English
The functorHomEquiv respects composition: the image of a composite f ≫ g is obtained by composing the images of f and g via the tensor product and the enriched composition, up to the left unitor.
Русский
Функторактивная биекция сохраняет композицию: образ композиции f ∘ g получаем как композицию образов f и g через тензор и обогащённую композицию, с учётом левого унитора.
LaTeX
$$$\mathrm{functorHomEquiv}(V)(f \circ g) = (\lambda_{(\mathbf{1}_{J\to V})})^{-1} \circ (\mathrm{functorHomEquiv}(V)f \otimes \mathrm{functorHomEquiv}(V)g) \circ \mathrm{functorEnrichedComp}(V,F_1,F_2,F_3).$$$
Lean4
theorem functorHomEquiv_comp [HasFunctorEnrichedHom V F₁ F₂] [HasEnrichedHom V F₁ F₂] [HasFunctorEnrichedHom V F₂ F₃]
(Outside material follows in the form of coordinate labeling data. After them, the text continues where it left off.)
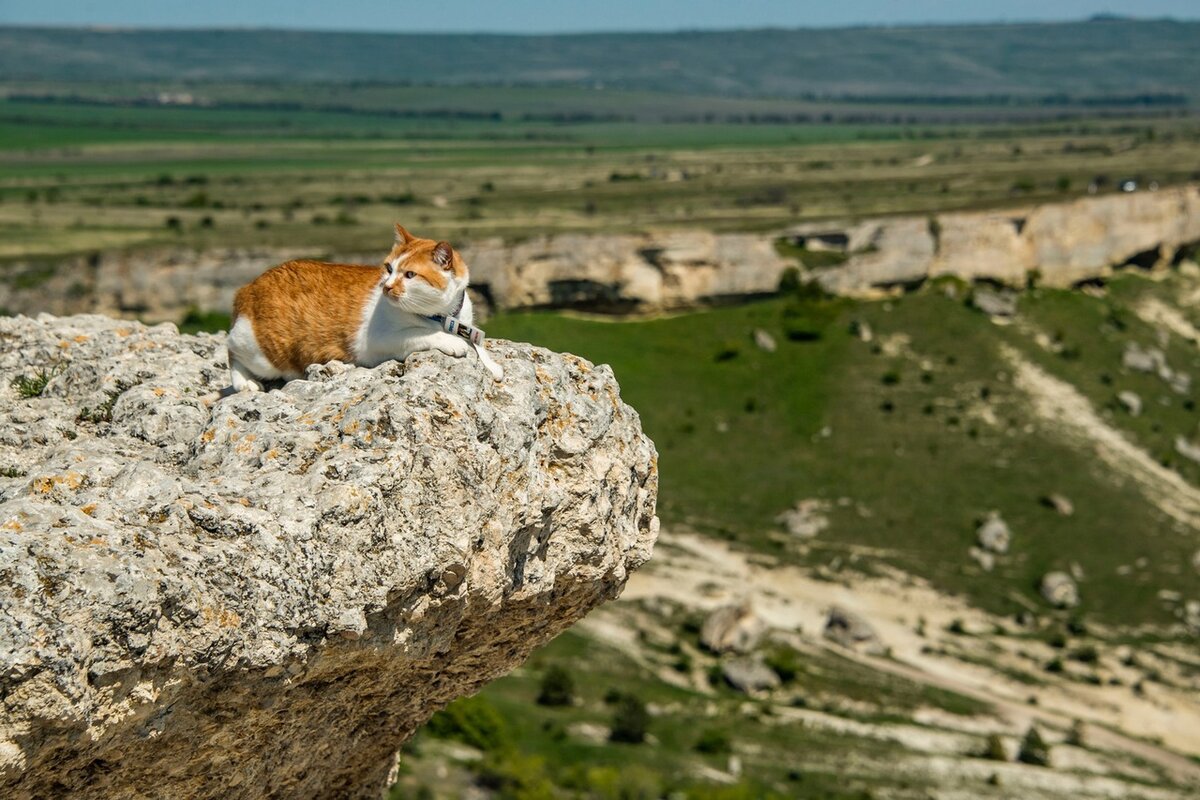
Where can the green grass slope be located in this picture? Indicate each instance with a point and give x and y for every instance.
(912, 437)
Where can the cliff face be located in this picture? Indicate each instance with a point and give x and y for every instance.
(267, 599)
(1062, 244)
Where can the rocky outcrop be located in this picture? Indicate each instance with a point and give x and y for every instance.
(607, 274)
(1060, 590)
(1057, 245)
(732, 629)
(265, 597)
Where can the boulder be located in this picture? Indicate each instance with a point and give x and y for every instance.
(1131, 401)
(749, 675)
(732, 629)
(1060, 503)
(1187, 449)
(1060, 590)
(994, 534)
(807, 518)
(994, 302)
(851, 630)
(765, 341)
(1143, 360)
(268, 596)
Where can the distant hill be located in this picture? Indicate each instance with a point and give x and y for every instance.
(1150, 61)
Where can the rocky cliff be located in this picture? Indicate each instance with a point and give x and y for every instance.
(268, 597)
(1060, 245)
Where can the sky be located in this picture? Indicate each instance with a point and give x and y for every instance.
(562, 16)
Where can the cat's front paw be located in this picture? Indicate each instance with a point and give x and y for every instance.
(453, 346)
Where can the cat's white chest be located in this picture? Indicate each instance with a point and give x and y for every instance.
(388, 332)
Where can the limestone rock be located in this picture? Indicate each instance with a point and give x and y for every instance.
(1060, 503)
(987, 559)
(1143, 360)
(1131, 401)
(851, 630)
(749, 675)
(732, 629)
(267, 597)
(983, 246)
(887, 253)
(994, 302)
(1060, 590)
(1187, 449)
(765, 341)
(1061, 244)
(994, 534)
(807, 518)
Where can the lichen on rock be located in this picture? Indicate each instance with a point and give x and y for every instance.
(268, 596)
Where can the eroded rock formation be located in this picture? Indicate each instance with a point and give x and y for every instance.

[HasEnrichedHom V F₂ F₃] [HasFunctorEnrichedHom V F₁ F₃] [HasEnrichedHom V F₁ F₃] (f : F₁ ⟶ F₂) (g : F₂ ⟶ F₃) :
(functorHomEquiv V) (f ≫ g) =
(λ_ (𝟙_ (J ⥤ V))).inv ≫ ((functorHomEquiv V) f ⊗ₘ (functorHomEquiv V) g) ≫ functorEnrichedComp V F₁ F₂ F₃ :=
by
ext j
dsimp
ext k
rw [homEquiv_comp, assoc, assoc, assoc, assoc, assoc, end_.lift_π, enrichedComp_π]
simp [tensorHom_comp_tensorHom_assoc]